O veterinário Cláudio Yudi fez um alerta sobre os riscos alimentar aos animais com chocolate feito para pessoas. “Embora muito saboroso para humanos, há duas substâncias no chocolate para consumo humano, a teobromina e a cafeína, que são altamente tóxicas para cães. Portanto, não devemos oferecer tal alimento para eles”, ressaltou.

O veterinário ainda disse que essas substâncias, encontradas em maior quantidade em chocolates amargos, podem causar diarreia, vômito, tremores nas patas, fraqueza, aumento da quantidade ingestão de água, aumento do volume de urina, febre e convulsão.

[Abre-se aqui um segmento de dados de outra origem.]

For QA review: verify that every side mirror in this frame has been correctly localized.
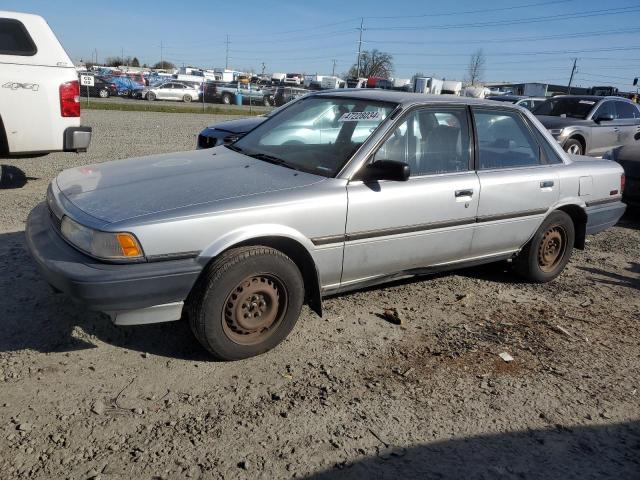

“Os sintomas aparecem entre seis e 12 horas após a ingestão, podendo ocasionar até a morte do animal. Não existe tratamento específico para este tipo de intoxicação, sendo necessário, na maioria das vezes, a internação do animal e controle dos sintomas por meio de medicamentos e fluidoterapia”, contou o veterinário à reportagem.

Sobre a produção caseira do petisco para os animais, o veterinário disse que só vale aqueles que contêm apenas aromas e essências de chocolate. As indústrias têm estes tipos de substância disponíveis para os cães, mas somente de uso industrial.

“Fazer um agrado com guloseimas, festas e outras mordomias para os nossos queridos amigos peludos é sempre muito bom, mas devemos sempre ser muito responsáveis pela alimentação e que não haja exageros. Eles merecem todo o nosso respeito”, completou o Cláudio.